- Published on
AWS IAM & Billing
- Authors
- Name
- Chloe McAree (McAteer)
- @ChloeMcAteer3
This is part of a blog series giving a high level overview of the different services examined on the AWS Solution Architect Associate exam, to view the whole series click here.
IAM Summary
AWS Identity and Access Management (IAM) allows users/organisations to manage resources securely and set users access level.
Key Features of IAM
IAM is global (so region isn’t a factor)
Gives you centralised control over your AWS account
Granular Permissions (can set different permissions for different people/ different resources)
Can enable identity federation
Allows you to set up custom password policies (including rotation policies)
New users have no permissions when first created
Roles are more secure than sharing access and secret keys
IAM Terminology
Users → Individual users, e.g. employees
Groups → A collection of users. Groups allow you to define permissions for all the users within it.

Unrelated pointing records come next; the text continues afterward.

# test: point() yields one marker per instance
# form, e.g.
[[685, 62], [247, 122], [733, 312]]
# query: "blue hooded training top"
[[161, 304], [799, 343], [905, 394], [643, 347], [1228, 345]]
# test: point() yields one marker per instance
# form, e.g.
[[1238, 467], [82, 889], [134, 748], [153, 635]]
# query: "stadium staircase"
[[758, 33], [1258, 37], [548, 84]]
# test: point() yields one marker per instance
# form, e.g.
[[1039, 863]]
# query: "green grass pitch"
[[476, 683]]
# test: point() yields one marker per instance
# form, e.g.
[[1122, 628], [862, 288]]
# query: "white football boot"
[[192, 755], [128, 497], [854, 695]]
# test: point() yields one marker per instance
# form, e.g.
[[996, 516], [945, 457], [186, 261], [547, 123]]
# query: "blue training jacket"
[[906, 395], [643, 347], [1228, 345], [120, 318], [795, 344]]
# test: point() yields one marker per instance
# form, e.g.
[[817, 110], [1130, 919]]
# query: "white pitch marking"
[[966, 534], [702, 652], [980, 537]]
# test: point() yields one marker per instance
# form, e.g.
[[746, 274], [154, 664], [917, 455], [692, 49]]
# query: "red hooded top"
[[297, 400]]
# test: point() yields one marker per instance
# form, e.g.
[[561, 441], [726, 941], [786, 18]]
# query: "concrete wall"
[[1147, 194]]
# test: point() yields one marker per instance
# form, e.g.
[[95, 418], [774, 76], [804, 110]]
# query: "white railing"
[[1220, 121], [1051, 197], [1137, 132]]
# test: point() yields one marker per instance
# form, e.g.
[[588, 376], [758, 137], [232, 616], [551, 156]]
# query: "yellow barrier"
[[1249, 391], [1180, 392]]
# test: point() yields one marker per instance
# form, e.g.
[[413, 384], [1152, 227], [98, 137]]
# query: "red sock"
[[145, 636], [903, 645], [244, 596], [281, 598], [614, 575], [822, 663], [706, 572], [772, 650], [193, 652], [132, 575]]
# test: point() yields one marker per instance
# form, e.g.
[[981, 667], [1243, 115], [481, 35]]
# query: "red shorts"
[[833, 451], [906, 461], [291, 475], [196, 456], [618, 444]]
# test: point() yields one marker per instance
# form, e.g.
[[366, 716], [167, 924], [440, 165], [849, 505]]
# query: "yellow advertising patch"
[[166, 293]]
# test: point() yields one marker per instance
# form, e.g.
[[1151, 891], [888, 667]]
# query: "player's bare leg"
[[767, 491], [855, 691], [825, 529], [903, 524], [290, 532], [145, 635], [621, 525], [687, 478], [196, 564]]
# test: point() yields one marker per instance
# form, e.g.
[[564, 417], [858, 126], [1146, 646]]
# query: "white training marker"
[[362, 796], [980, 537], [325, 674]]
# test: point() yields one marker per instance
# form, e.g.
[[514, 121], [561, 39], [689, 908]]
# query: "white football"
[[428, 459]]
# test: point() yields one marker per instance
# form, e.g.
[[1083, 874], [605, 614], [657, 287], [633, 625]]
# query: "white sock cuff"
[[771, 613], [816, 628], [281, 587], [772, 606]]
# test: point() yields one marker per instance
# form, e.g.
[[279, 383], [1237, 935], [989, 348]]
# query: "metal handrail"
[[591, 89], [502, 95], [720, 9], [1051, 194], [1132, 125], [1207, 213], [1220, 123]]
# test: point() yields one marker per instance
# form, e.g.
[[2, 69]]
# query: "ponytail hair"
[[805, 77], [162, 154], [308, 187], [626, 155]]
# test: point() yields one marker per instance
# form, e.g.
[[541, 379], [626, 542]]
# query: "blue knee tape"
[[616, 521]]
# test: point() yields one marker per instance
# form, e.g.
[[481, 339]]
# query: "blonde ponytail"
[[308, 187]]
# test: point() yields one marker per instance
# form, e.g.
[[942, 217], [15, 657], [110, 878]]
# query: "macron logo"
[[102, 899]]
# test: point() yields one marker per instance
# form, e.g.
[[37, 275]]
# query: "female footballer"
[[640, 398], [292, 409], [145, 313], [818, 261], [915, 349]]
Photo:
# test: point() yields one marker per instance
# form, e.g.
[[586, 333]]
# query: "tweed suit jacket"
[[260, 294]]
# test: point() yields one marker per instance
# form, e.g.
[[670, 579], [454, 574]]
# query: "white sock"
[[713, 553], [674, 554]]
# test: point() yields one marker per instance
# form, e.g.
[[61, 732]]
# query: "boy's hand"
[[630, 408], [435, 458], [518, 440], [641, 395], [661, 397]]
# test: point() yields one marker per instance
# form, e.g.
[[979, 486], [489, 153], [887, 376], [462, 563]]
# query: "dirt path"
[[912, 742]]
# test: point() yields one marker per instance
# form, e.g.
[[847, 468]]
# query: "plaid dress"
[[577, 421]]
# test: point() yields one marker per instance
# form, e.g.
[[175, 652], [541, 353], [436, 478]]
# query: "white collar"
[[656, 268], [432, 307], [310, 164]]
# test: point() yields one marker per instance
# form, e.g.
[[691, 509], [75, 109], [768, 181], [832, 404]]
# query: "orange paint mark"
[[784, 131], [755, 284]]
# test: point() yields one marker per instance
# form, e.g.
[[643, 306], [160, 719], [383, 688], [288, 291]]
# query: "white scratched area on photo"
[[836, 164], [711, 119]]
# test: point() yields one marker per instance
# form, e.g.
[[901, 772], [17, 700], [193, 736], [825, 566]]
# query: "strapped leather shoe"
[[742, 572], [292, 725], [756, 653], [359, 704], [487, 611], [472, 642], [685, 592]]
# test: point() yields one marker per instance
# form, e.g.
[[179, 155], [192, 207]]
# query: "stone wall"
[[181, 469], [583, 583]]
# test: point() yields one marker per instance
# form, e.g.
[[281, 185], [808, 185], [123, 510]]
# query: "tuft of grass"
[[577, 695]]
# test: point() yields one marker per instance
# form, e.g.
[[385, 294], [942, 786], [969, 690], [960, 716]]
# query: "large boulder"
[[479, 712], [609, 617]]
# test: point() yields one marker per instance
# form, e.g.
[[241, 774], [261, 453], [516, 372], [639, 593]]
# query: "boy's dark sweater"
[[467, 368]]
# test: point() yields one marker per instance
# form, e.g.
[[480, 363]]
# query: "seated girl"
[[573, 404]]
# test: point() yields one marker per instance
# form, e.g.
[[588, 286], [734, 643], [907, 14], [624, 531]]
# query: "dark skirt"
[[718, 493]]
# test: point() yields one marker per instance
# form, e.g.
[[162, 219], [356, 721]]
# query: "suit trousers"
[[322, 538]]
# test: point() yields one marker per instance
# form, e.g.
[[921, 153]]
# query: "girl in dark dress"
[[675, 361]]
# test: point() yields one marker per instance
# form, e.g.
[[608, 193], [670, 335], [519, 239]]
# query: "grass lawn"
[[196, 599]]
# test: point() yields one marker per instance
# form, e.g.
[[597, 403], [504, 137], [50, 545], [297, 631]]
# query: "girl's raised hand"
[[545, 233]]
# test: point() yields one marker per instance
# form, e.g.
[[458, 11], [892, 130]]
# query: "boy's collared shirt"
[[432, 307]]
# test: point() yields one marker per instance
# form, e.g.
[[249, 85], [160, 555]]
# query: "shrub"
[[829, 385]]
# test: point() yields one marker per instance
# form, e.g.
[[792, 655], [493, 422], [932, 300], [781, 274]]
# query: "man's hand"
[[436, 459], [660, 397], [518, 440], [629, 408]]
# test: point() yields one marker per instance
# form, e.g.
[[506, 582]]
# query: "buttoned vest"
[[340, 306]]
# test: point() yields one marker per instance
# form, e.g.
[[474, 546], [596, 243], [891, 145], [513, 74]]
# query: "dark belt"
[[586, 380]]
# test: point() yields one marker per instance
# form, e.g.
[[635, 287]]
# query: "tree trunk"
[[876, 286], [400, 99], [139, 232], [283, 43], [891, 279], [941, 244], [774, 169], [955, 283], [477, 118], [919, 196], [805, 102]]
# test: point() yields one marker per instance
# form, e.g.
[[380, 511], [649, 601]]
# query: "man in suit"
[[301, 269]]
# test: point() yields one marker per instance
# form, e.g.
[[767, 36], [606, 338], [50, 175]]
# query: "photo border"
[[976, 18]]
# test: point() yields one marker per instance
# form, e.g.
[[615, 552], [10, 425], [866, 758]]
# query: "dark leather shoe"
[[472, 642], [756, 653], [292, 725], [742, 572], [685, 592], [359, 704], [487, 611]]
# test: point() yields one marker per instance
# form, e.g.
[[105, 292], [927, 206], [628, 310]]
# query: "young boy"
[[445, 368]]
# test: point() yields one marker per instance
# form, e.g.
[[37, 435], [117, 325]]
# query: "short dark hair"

Policies → Determine what a user, group or role can or cannot do. Policy Documents are in JSON format.
Roles → Allows one service to access another service.
ARN → Amazon Resource Name, uniquely identifies any resource in AWS
Root Account → Is the main account you first signed up to AWS with (You should put MFA onto your root account)
Power user access → Access to all AWS services except the management of groups and users within IAM
Billing Alerts → Amount that you set (e.g. $10) will be your budget and then it will send you an alert as soon as your AWS bill goes over that.
AWS Budgets → Lets you quickly create custom budgets that will automatically alert you when your cost exceeds entered amount.
AWS Resource Access Manager (RAM) → Allows resource sharing between accounts
AWS SSO(Single Sign On) → Centrally manage access to AWS accounts & sign into 3rd party tools in the AWS portal.
IAM Policy
Permissions defined in a JSON document associated with an identity or resource
Each statement matches an AWS API request
Anything that is not explicitly allowed is implicitly denied
If resource has multiple policies — AWS joins them
Can have allow and deny statements
Permission Boundaries
Used to delegate administration to other users
Used to prevent privilege escalation or broad permissions
Controls maximum permissions that an identity-based policy can grant to an IAM entity.
AWS Organisations
Management service that allows you to mange your AWS resources centrally. Enables you to consolidate multiple AWS accounts and allows you to simplify billing, by having one source for payment methods — this may also allow you to get discount pricing for volume.